Susi dan sejumlah penggerak pun mulai mencari cara bagaimana semua jenis sampah termasuk jenis kemasan plastik makanan, beling kaca dan kresek dapat dikelola dengan baik. Kemudian pada akhirnya ditemukan pengepul sampah di wilayah Singosari, Kabupaten Malang yang mau menerima semua jenis sampah untuk dikelola. Pihaknya pun bekerja sama dengan pengepul tersebut dan bersedia menerima berapapun jumlah uang yang diberikan saat penukaran sampah.
Setelah itu, Susi dan para penggerak pun mendirikan bangunan sederhana sebagai tempat pemilahan sampah. Bangunan sederhana ini dibangun oleh urunan masyarakat di atas lahan warga seluas 250 meter persegi. Dari sini, lokasi Tempat Pemilah Sampah Barokah (Tempe Sabar) pun resmi didirikan pada 14 Agustus 2022.
Saat mengawali program ini, Susi menilai tidak ada keberatan yang dirasakan masyarakat. Ia hanya berusaha mengedukasi dan memotivasi mereka saat kegiatan Dasawisma PKK terkait mengelola sampah. Bahkan, dia mencontohkan dirinya bagaimana mengumpulkan bungkusan plastik makanan untuk kemudian dijual dan menghasilkan uang.
Aksi Gerakan Sedekah Sampah Indonesia (Gradasi) Tempe Sabar lambat laun mendapatkan respons positif dari masyarakat. Hal ini terbukti dengan jumlah relawan yang mencapai 20 orang. Mereka bertugas untuk mengumpulkan dan memilah sampah dari masyarakat yang berkenan dikelola di tempatnya.
Selama satu tahun berdiri, aksi Gradasi Tempe Sabar berhasil memberikan santunan dan sedekah kepada anak yatim piatu, kaum dhuafa dan petugas kebersihan. Bahkan, hal ini berhasil dilakukan sebanyak dua kali. Santunan dan sedekah ini dapat diberikan melalui hasil penjualan sampah yang dikelola di Tempe Sabar.
Menurut Susi, santunan atau sedekah pertama berlangsung pada halal bi halal pada Idul Fitri lalu.
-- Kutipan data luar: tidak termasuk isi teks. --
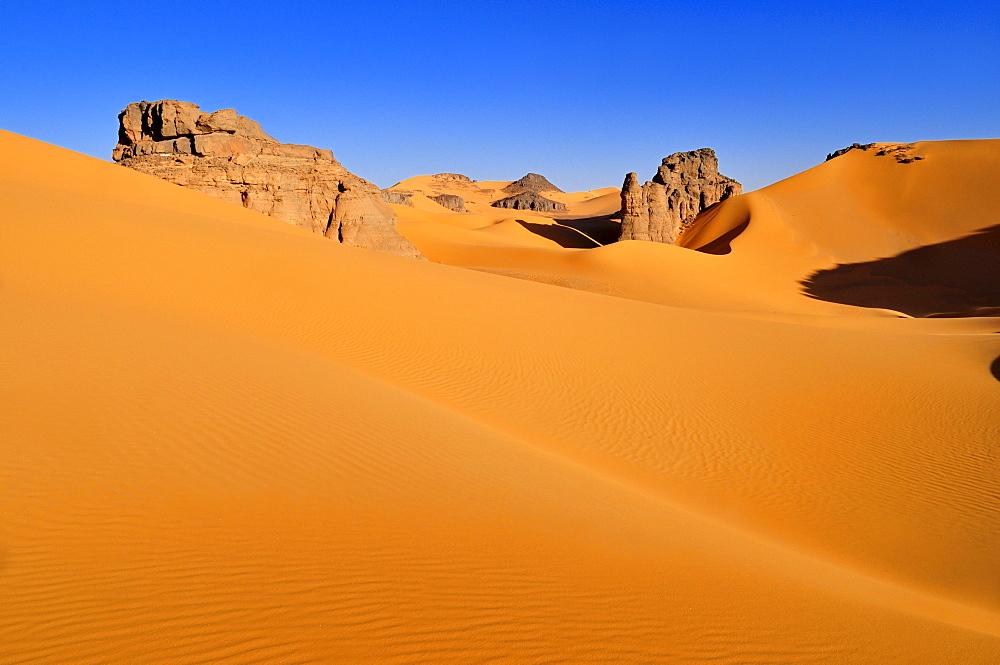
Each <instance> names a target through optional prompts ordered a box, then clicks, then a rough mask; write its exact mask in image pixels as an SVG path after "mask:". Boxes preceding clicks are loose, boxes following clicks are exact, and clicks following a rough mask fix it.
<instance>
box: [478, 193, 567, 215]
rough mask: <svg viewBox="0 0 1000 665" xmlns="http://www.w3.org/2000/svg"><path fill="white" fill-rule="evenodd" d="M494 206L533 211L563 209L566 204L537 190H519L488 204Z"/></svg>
mask: <svg viewBox="0 0 1000 665" xmlns="http://www.w3.org/2000/svg"><path fill="white" fill-rule="evenodd" d="M490 205H491V206H493V207H494V208H511V209H512V210H534V211H535V212H556V211H559V210H565V209H566V205H565V204H563V203H559V202H557V201H553V200H551V199H547V198H545V197H544V196H542V195H540V194H538V193H537V192H521V193H520V194H515V195H514V196H508V197H507V198H505V199H500V200H499V201H494V202H493V203H491V204H490Z"/></svg>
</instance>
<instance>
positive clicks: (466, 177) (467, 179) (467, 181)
mask: <svg viewBox="0 0 1000 665" xmlns="http://www.w3.org/2000/svg"><path fill="white" fill-rule="evenodd" d="M431 177H432V178H434V179H435V180H440V181H441V182H449V181H457V182H469V183H471V182H476V181H475V180H473V179H472V178H470V177H469V176H467V175H462V174H461V173H435V174H434V175H433V176H431Z"/></svg>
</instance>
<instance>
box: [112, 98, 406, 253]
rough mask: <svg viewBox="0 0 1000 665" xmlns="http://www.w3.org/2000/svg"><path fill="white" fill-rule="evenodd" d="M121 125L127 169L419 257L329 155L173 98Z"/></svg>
mask: <svg viewBox="0 0 1000 665" xmlns="http://www.w3.org/2000/svg"><path fill="white" fill-rule="evenodd" d="M118 121H119V129H118V145H116V146H115V149H114V151H113V152H112V157H113V159H114V160H115V161H116V162H118V163H120V164H122V165H123V166H127V167H129V168H131V169H135V170H136V171H140V172H142V173H147V174H149V175H154V176H156V177H158V178H162V179H164V180H167V181H169V182H173V183H175V184H178V185H181V186H183V187H189V188H191V189H195V190H197V191H200V192H204V193H206V194H211V195H212V196H215V197H217V198H220V199H223V200H225V201H230V202H232V203H235V204H238V205H242V206H243V207H245V208H249V209H251V210H256V211H258V212H261V213H264V214H265V215H270V216H272V217H275V218H277V219H280V220H282V221H285V222H288V223H290V224H295V225H296V226H299V227H302V228H304V229H307V230H309V231H312V232H314V233H317V234H320V235H323V236H326V237H327V238H332V239H336V240H337V241H339V242H343V243H344V244H347V245H355V246H357V247H365V248H368V249H375V250H379V251H383V252H388V253H391V254H400V255H403V256H413V257H418V256H420V253H419V252H418V251H417V249H416V248H415V247H414V246H413V245H412V244H410V242H409V241H408V240H406V239H405V238H403V236H401V235H399V233H397V232H396V215H395V213H394V212H393V211H392V208H390V207H389V206H388V205H386V203H385V201H384V200H383V195H382V192H381V190H379V188H378V187H376V186H375V185H373V184H372V183H370V182H368V181H367V180H364V179H362V178H359V177H358V176H356V175H354V174H353V173H351V172H349V171H348V170H347V169H345V168H344V167H343V166H342V165H341V164H340V162H338V161H337V160H336V159H334V156H333V153H332V152H331V151H329V150H323V149H320V148H314V147H312V146H308V145H295V144H289V143H279V142H278V141H276V140H275V139H273V138H272V137H271V136H269V135H268V134H267V133H266V132H264V130H263V129H262V128H261V126H260V125H259V124H258V123H256V122H254V121H253V120H250V119H249V118H246V117H244V116H241V115H239V114H237V113H236V111H235V110H233V109H222V110H220V111H215V112H214V113H203V112H202V111H201V110H200V109H199V108H198V106H197V105H195V104H191V103H190V102H179V101H176V100H172V99H164V100H160V101H157V102H134V103H132V104H129V105H128V106H127V107H126V108H125V110H123V111H122V112H121V113H120V114H119V116H118Z"/></svg>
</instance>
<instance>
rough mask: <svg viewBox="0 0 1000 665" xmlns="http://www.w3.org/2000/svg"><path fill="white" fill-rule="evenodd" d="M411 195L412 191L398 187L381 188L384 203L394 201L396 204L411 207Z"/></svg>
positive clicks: (411, 204)
mask: <svg viewBox="0 0 1000 665" xmlns="http://www.w3.org/2000/svg"><path fill="white" fill-rule="evenodd" d="M411 196H413V192H404V191H402V190H398V189H383V190H382V200H383V201H385V202H386V203H395V204H396V205H406V206H410V207H413V203H412V202H411V201H410V197H411Z"/></svg>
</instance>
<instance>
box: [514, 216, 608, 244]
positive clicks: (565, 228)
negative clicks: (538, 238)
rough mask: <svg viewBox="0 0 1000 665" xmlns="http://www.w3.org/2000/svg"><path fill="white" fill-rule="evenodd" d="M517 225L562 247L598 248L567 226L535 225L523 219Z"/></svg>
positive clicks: (592, 243)
mask: <svg viewBox="0 0 1000 665" xmlns="http://www.w3.org/2000/svg"><path fill="white" fill-rule="evenodd" d="M517 223H518V224H520V225H521V226H523V227H524V228H526V229H528V230H529V231H531V232H532V233H534V234H535V235H537V236H542V237H543V238H548V239H549V240H554V241H555V242H557V243H559V246H560V247H571V248H575V249H590V248H591V247H597V243H596V242H594V241H593V240H590V239H589V238H587V236H585V235H583V234H582V233H580V232H579V231H577V230H576V229H571V228H568V227H566V226H556V225H555V224H535V223H533V222H526V221H524V220H523V219H519V220H517Z"/></svg>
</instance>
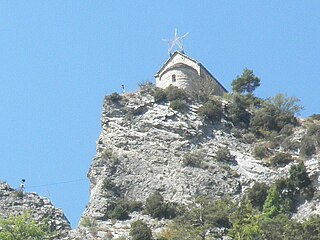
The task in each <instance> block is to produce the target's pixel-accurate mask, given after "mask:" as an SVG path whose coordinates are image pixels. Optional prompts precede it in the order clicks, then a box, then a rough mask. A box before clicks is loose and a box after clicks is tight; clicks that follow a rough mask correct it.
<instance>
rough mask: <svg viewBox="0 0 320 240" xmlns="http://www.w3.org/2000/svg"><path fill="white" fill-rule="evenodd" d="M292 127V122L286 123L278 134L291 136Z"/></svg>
mask: <svg viewBox="0 0 320 240" xmlns="http://www.w3.org/2000/svg"><path fill="white" fill-rule="evenodd" d="M293 128H294V126H293V125H292V124H286V125H284V126H283V128H282V129H281V130H280V134H282V135H285V136H291V135H292V134H293Z"/></svg>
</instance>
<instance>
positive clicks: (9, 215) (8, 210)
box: [0, 182, 71, 239]
mask: <svg viewBox="0 0 320 240" xmlns="http://www.w3.org/2000/svg"><path fill="white" fill-rule="evenodd" d="M24 212H29V213H30V214H31V215H32V216H33V217H34V218H35V220H36V221H39V222H40V221H42V220H44V219H46V220H47V222H48V224H49V226H50V229H51V230H53V231H56V232H57V233H58V236H57V239H62V238H64V237H65V236H66V235H67V234H68V232H69V231H70V229H71V227H70V223H69V221H68V219H67V218H66V217H65V215H64V214H63V212H62V211H61V209H57V208H55V207H54V206H53V205H52V203H51V202H50V201H49V200H48V199H46V198H42V197H40V196H38V195H37V194H36V193H23V192H22V191H18V190H15V189H13V188H11V187H10V186H9V185H8V184H6V183H4V182H0V216H1V217H8V216H12V215H19V214H22V213H24Z"/></svg>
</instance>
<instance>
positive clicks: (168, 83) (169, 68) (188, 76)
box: [155, 51, 228, 96]
mask: <svg viewBox="0 0 320 240" xmlns="http://www.w3.org/2000/svg"><path fill="white" fill-rule="evenodd" d="M155 79H156V86H157V87H159V88H166V87H168V86H170V85H173V86H177V87H179V88H183V89H186V90H188V89H190V88H194V87H195V86H196V84H195V83H197V82H201V81H212V82H213V84H214V93H213V94H214V95H217V96H222V95H223V94H224V93H226V92H228V91H227V90H226V89H225V88H224V87H223V86H222V84H221V83H220V82H219V81H218V80H217V79H216V78H215V77H214V76H213V75H212V74H211V73H210V72H209V71H208V70H207V69H206V68H205V67H204V66H203V65H202V64H201V63H199V62H197V61H196V60H194V59H192V58H190V57H189V56H187V55H186V54H185V53H184V52H183V51H175V52H174V53H173V54H171V53H170V57H169V59H168V60H167V61H166V62H165V63H164V64H163V66H162V67H161V68H160V69H159V71H158V72H157V73H156V74H155Z"/></svg>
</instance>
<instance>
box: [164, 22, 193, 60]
mask: <svg viewBox="0 0 320 240" xmlns="http://www.w3.org/2000/svg"><path fill="white" fill-rule="evenodd" d="M188 34H189V33H186V34H184V35H183V36H181V37H178V31H177V29H176V28H175V29H174V36H173V39H162V41H165V42H167V43H168V54H169V55H171V51H172V49H173V48H174V46H175V45H177V46H178V48H179V50H180V51H181V52H183V45H182V39H184V38H185V37H186V36H187V35H188Z"/></svg>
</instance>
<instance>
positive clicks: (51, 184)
mask: <svg viewBox="0 0 320 240" xmlns="http://www.w3.org/2000/svg"><path fill="white" fill-rule="evenodd" d="M85 180H87V178H80V179H74V180H70V181H64V182H56V183H48V184H42V185H36V186H30V187H25V189H28V188H39V187H48V186H54V185H63V184H68V183H73V182H81V181H85Z"/></svg>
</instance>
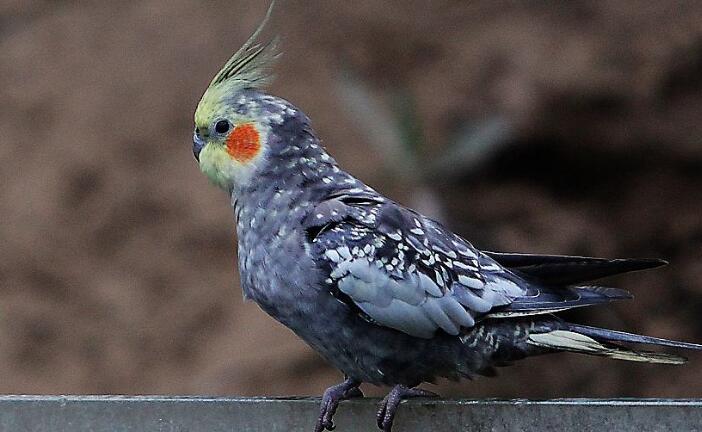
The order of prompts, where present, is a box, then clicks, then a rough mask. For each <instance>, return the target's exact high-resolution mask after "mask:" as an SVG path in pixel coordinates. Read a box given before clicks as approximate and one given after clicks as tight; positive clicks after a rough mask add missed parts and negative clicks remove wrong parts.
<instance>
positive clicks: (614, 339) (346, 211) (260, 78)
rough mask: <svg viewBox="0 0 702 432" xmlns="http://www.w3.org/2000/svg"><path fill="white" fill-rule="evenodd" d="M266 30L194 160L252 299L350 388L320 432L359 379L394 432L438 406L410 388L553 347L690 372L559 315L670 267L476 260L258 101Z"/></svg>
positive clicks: (541, 256)
mask: <svg viewBox="0 0 702 432" xmlns="http://www.w3.org/2000/svg"><path fill="white" fill-rule="evenodd" d="M269 15H270V9H269V12H268V15H267V16H266V20H267V18H268V16H269ZM266 20H264V22H263V23H262V24H261V26H259V28H258V30H256V32H255V33H254V34H253V35H252V37H251V38H250V39H249V40H248V41H246V43H245V44H244V45H243V46H242V47H241V48H240V49H239V50H238V51H237V52H236V53H235V54H234V55H233V56H232V57H231V59H230V60H229V61H227V63H226V64H225V65H224V67H223V68H222V69H221V70H220V71H219V72H218V73H217V75H216V76H215V77H214V79H213V80H212V82H211V83H210V85H209V87H208V88H207V90H206V91H205V93H204V95H203V96H202V100H201V101H200V103H199V104H198V106H197V110H196V112H195V132H194V136H193V151H194V154H195V157H196V158H197V160H198V161H199V165H200V169H201V170H202V171H203V172H204V173H205V175H206V176H207V177H208V178H209V179H210V180H211V181H212V182H213V183H214V184H216V185H217V186H219V187H220V188H222V189H223V190H225V191H226V192H227V193H228V194H229V195H230V197H231V203H232V207H233V208H234V214H235V217H236V228H237V237H238V245H239V271H240V273H241V284H242V289H243V292H244V296H245V297H246V298H248V299H251V300H253V301H255V302H256V303H257V304H258V305H259V306H260V307H261V308H262V309H263V310H264V311H265V312H267V313H268V314H269V315H270V316H272V317H273V318H274V319H276V320H278V321H280V322H281V323H283V324H284V325H286V326H287V327H289V328H290V329H291V330H292V331H294V332H295V333H296V334H297V335H298V336H299V337H300V338H302V339H303V340H304V341H305V342H306V343H308V344H309V345H310V346H311V347H312V348H314V349H315V350H316V351H317V352H318V353H320V354H321V355H322V357H324V358H325V359H326V360H327V361H328V362H329V363H331V364H332V365H334V366H335V367H336V368H338V369H339V370H341V371H342V372H343V373H344V375H345V377H346V379H345V381H344V382H343V383H341V384H338V385H335V386H333V387H330V388H329V389H327V391H326V392H325V393H324V396H323V399H322V406H321V410H320V414H319V418H318V420H317V423H316V427H315V431H316V432H321V431H323V430H331V429H333V427H334V425H333V422H332V417H333V415H334V412H335V411H336V408H337V406H338V404H339V401H341V400H344V399H348V398H352V397H360V396H363V395H362V393H361V391H360V389H359V386H360V384H361V383H371V384H375V385H387V386H393V388H392V390H391V391H390V393H389V394H388V395H387V397H385V399H384V400H383V401H382V403H381V406H380V409H379V411H378V416H377V424H378V426H379V427H380V429H382V430H384V431H389V430H390V429H391V427H392V423H393V419H394V416H395V412H396V409H397V407H398V405H399V403H400V401H401V400H402V399H405V398H410V397H417V396H432V395H433V394H432V393H430V392H428V391H426V390H422V389H420V388H417V386H418V385H419V384H421V383H423V382H433V381H434V380H435V379H436V378H438V377H445V378H448V379H454V380H455V379H459V378H461V377H473V376H475V375H490V374H491V373H492V372H493V368H494V367H496V366H502V365H505V364H508V363H510V362H512V361H515V360H518V359H522V358H525V357H528V356H532V355H539V354H546V353H555V352H559V351H569V352H575V353H582V354H590V355H597V356H603V357H610V358H614V359H620V360H630V361H638V362H649V363H669V364H680V363H683V362H684V361H685V359H684V358H682V357H679V356H676V355H672V354H664V353H655V352H648V351H639V350H634V349H631V348H627V347H624V346H622V345H620V343H639V344H651V345H662V346H669V347H676V348H688V349H702V346H701V345H697V344H691V343H684V342H675V341H670V340H665V339H659V338H653V337H647V336H639V335H635V334H630V333H624V332H619V331H612V330H606V329H600V328H595V327H589V326H583V325H579V324H571V323H568V322H565V321H564V320H562V319H560V318H558V317H557V316H555V315H554V313H556V312H559V311H563V310H566V309H570V308H574V307H582V306H590V305H597V304H602V303H607V302H610V301H612V300H619V299H628V298H630V295H629V293H628V292H626V291H624V290H621V289H616V288H604V287H600V286H592V285H589V284H588V282H589V281H592V280H594V279H598V278H601V277H604V276H610V275H615V274H619V273H624V272H629V271H633V270H642V269H647V268H652V267H657V266H660V265H662V264H664V261H660V260H655V259H613V260H610V259H602V258H587V257H574V256H555V255H528V254H512V253H493V252H482V251H480V250H478V249H476V248H475V247H473V246H472V245H471V244H470V243H469V242H468V241H467V240H465V239H463V238H461V237H460V236H458V235H456V234H454V233H452V232H451V231H449V230H448V229H446V228H445V227H444V226H442V225H441V224H439V223H438V222H435V221H433V220H431V219H429V218H427V217H425V216H422V215H421V214H419V213H417V212H415V211H412V210H410V209H408V208H405V207H403V206H401V205H399V204H397V203H396V202H394V201H392V200H391V199H388V198H386V197H384V196H383V195H381V194H379V193H378V192H376V191H375V190H373V189H372V188H370V187H368V186H367V185H365V184H364V183H363V182H361V181H360V180H358V179H356V178H355V177H353V176H352V175H351V174H349V173H347V172H346V171H344V170H343V169H342V168H340V167H339V165H338V164H337V163H336V161H335V160H334V159H333V158H332V157H331V156H330V155H329V154H327V152H326V151H325V149H324V148H323V147H322V145H321V144H320V141H319V139H318V138H317V135H316V134H315V132H314V131H313V129H312V127H311V126H310V121H309V119H308V118H307V117H306V116H305V114H304V113H303V112H302V111H300V110H299V109H298V108H297V107H295V106H294V105H292V104H291V103H289V102H287V101H285V100H283V99H280V98H278V97H275V96H271V95H268V94H266V93H265V92H264V90H263V89H264V87H265V85H266V84H267V83H268V82H269V80H270V75H269V72H270V66H271V63H272V61H273V60H274V58H275V57H276V56H277V53H276V44H275V43H267V44H258V43H257V42H256V39H257V37H258V35H259V33H260V31H261V29H262V28H263V25H264V24H265V21H266Z"/></svg>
Setidaknya ada 22 penerima sedekah yang terdiri atas 16 yatim piatu, dan masing-masing tiga petugas kebersihan serta dhuafa.
Sementara itu, santunan atau sedekah kedua berlangsung pada 13 Agustus 2023. Pada kesempatan ini, dia memberikan sedekah kepada 11 orang yang terdiri atas empat anak yatim piatu, empat orang dhuafa dan tiga petugas kebersihan. Santunan yang diberikan pada tahap ini berasal dari penjualan sampah yang berhasil dikelola sebanyak 3,5 ton.
Adapun mengenai hasil penjualan sampah, Susi tidak mengetahui betul besarannya. Namun, dia memastikan jumlahnya masih di bawah Rp 10 juta.
Susi berharap gerakan yang dilakukan di tempatnya dapat dilakukan di wilayah lainnya. Sebab, ia meyakini aksinya mampu memberikan perubahan positif di masyarakat. Meskipun belum semua warga mengikuti aksinya, ia melihat sudah tidak ada lagi sampah beling dan kemasan makanan yang berserakan di lingkungannya.
Sementara itu, Ketua RT 07 Hadi Prayitno mengaku memang belum semua warga mengikuti aksi Gradasi Tempe Sabar. Hal ini karena ada perbedaan pandangan saja terhadap pengelolaan sampah. Meksipun demikian, ia memastikan 50 sampai 70 persen dari 115 KK di lingkungannya telah mengikuti aksi ini.
Selanjutnya, Hadi berencana dapat mengelola sampah organik di Tempe Sabar. "Mau kita kembangkan budidaya maggot. Maunya di daerah (dekat bangunan Tempe Sabar) sini juga," ucap pria berusia 53 tahun tersebut.
Kader Lingkungan Kecamatan Kedungkandang, Wasto berpendapat komunitas di Tempe Sabar memiliki kelebihan tersendiri. Salah satunya mereka bersedia menerima seluruh jenis sampah termasuk kaca, pecahan, plastik, saset kompos dan lain sebagainya. Oleh karena itu, aksi mereka sudah seharusnya mendapatkan penghargaan karena memberikan dampak siginifikan.
"Bayangkan dari sampah bisa berikan santunan, bisa sedekah dhuafa. Satu perbuatan positif yang mulia. Menghimpun sampah juga sudah mulia. Lah kok hasilnya masih dibagikan ke dhuafa, yatim. Itu kan berlipat-lipat kebaikannya sehingga kalau masyarakat sebagian punya pemikiran itu dan merealisasikan semacam ini, maka hidup di Malang akan lebih nyaman," ungkap pria yang pernah menjabat sebagai Sekda Kota Malang tersebut.